O escritor, que vive em Genebra e é um doador frequente da OSID, anunciou uma contribuição extra de 1 milhão de reais por ocasião da canonização.

Sem cuidar da própria saúde

Apesar de todo o cuidado com o próximo, irmã Dulce não cuidava da própria saúde, trabalhando sem descanso durante longos períodos em jejum e sem dormir.

"Nunca ninguém a convenceu a trabalhar menos, inclusive quando já era sexagenária e sua saúde estava debilitada. Era a última a ir dormir e a primeira a se levantar no convento, ao lado do hospital", destaca Rocha no livro.

Em 1955, prometeu que se sua irmã escapasse de uma gravidez de alto risco dormiria o resto da vida sentada, e cumpriu.

Nos trinta anos seguintes dormiu em uma cadeira de madeira, até voltar a repousar em cama, a partir de 1985, por ordem médica. Mas já era tarde e uma doença pulmonar crônica foi degradando sua capacidade respiratória.

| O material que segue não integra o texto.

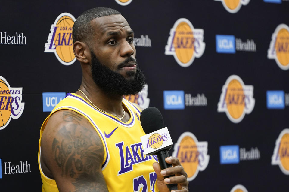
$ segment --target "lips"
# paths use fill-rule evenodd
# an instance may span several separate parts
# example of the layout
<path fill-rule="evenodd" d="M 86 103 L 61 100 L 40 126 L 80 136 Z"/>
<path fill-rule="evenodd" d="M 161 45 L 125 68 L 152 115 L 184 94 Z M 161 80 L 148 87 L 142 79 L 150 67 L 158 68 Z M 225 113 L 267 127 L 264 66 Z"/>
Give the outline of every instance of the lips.
<path fill-rule="evenodd" d="M 122 65 L 121 68 L 123 68 L 125 67 L 135 68 L 136 67 L 136 64 L 135 62 L 130 61 Z"/>

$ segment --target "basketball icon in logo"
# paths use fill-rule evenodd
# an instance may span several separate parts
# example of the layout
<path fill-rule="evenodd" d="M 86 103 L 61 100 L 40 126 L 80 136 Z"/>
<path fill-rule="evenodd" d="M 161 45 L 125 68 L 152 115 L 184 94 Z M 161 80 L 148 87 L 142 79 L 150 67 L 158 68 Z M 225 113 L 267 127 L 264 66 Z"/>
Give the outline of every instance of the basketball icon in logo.
<path fill-rule="evenodd" d="M 22 87 L 10 87 L 4 77 L 0 76 L 0 130 L 8 125 L 11 118 L 20 117 L 24 109 Z"/>
<path fill-rule="evenodd" d="M 275 59 L 283 70 L 289 69 L 289 27 L 280 24 L 272 35 L 270 47 L 268 50 L 268 58 Z"/>
<path fill-rule="evenodd" d="M 45 52 L 54 52 L 61 63 L 65 65 L 75 61 L 72 50 L 72 27 L 75 18 L 68 13 L 59 15 L 51 26 L 51 32 L 45 44 Z"/>
<path fill-rule="evenodd" d="M 188 180 L 192 181 L 199 171 L 203 171 L 209 163 L 208 142 L 199 142 L 190 132 L 183 133 L 175 144 L 172 156 L 176 157 L 188 174 Z"/>
<path fill-rule="evenodd" d="M 148 138 L 148 146 L 154 149 L 160 147 L 163 143 L 162 137 L 162 136 L 158 133 L 152 134 Z"/>
<path fill-rule="evenodd" d="M 289 129 L 285 129 L 276 140 L 271 164 L 278 165 L 282 172 L 289 175 Z"/>
<path fill-rule="evenodd" d="M 119 4 L 125 6 L 129 4 L 132 1 L 132 0 L 115 0 Z"/>
<path fill-rule="evenodd" d="M 227 11 L 231 13 L 235 13 L 239 11 L 242 5 L 247 5 L 250 0 L 215 0 L 221 1 Z"/>
<path fill-rule="evenodd" d="M 243 185 L 237 185 L 233 188 L 230 192 L 248 192 L 248 190 Z"/>
<path fill-rule="evenodd" d="M 223 86 L 218 111 L 225 112 L 232 122 L 239 123 L 245 114 L 251 113 L 255 104 L 253 86 L 245 85 L 238 76 L 231 75 Z"/>
<path fill-rule="evenodd" d="M 165 54 L 173 56 L 181 66 L 188 67 L 204 52 L 204 34 L 203 29 L 194 28 L 186 19 L 178 20 L 171 29 Z"/>

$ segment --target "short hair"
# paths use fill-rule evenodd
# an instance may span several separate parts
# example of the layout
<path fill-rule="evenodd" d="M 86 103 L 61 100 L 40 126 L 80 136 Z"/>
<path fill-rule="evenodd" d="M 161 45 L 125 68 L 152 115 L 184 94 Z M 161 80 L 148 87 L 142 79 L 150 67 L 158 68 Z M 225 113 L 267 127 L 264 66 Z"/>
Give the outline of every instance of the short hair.
<path fill-rule="evenodd" d="M 95 18 L 113 15 L 121 15 L 117 11 L 107 8 L 98 7 L 88 10 L 78 17 L 72 28 L 72 40 L 85 41 L 92 36 L 90 22 Z"/>

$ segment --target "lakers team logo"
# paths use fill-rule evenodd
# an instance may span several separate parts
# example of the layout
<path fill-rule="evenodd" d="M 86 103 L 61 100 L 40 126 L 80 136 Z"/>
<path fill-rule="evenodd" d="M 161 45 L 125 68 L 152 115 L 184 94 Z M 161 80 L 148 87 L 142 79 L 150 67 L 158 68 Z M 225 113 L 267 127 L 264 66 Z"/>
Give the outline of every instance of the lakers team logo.
<path fill-rule="evenodd" d="M 237 185 L 233 188 L 230 192 L 248 192 L 248 190 L 243 185 Z"/>
<path fill-rule="evenodd" d="M 141 91 L 135 95 L 124 95 L 123 98 L 132 103 L 134 103 L 139 105 L 144 109 L 148 107 L 150 105 L 150 99 L 148 98 L 148 86 L 146 84 Z"/>
<path fill-rule="evenodd" d="M 11 87 L 0 76 L 0 129 L 7 127 L 12 118 L 20 117 L 24 109 L 22 100 L 22 87 Z"/>
<path fill-rule="evenodd" d="M 158 133 L 152 134 L 148 140 L 147 148 L 151 147 L 154 149 L 160 147 L 163 145 L 164 141 L 168 140 L 168 136 L 166 133 L 160 134 Z"/>
<path fill-rule="evenodd" d="M 267 57 L 275 59 L 279 67 L 283 70 L 289 69 L 289 27 L 280 24 L 272 34 L 270 47 Z"/>
<path fill-rule="evenodd" d="M 235 13 L 239 11 L 242 5 L 246 5 L 250 0 L 215 0 L 221 1 L 227 11 L 231 13 Z"/>
<path fill-rule="evenodd" d="M 199 171 L 204 171 L 209 163 L 208 142 L 198 141 L 190 132 L 183 133 L 175 145 L 172 156 L 178 158 L 188 174 L 188 180 L 192 181 Z"/>
<path fill-rule="evenodd" d="M 76 58 L 72 50 L 72 27 L 75 18 L 68 13 L 58 16 L 51 25 L 44 52 L 53 52 L 59 62 L 65 65 L 74 62 Z"/>
<path fill-rule="evenodd" d="M 199 58 L 203 55 L 205 46 L 203 41 L 204 30 L 194 28 L 186 19 L 178 20 L 169 34 L 165 54 L 173 56 L 181 66 L 188 67 L 195 57 Z"/>
<path fill-rule="evenodd" d="M 276 140 L 271 164 L 278 165 L 284 174 L 289 175 L 289 129 L 282 130 Z"/>
<path fill-rule="evenodd" d="M 121 5 L 125 6 L 129 4 L 132 0 L 115 0 L 115 1 Z"/>
<path fill-rule="evenodd" d="M 223 86 L 218 112 L 225 112 L 232 122 L 239 123 L 254 108 L 253 89 L 253 86 L 245 85 L 239 76 L 231 76 Z"/>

Irmã Dulce faleceu em março de 1992, aos 77 anos, após uma longa permanência em uma Unidade de Terapia Intensiva (UTI) instalada em seu quarto.

O papa João Paulo II, que a encontrou em Salvador em 1980, a visitou no leito de morte em 1991 e após rezar por ela declarou: "este é o sofrimento do inocente, igual ao de Jesus".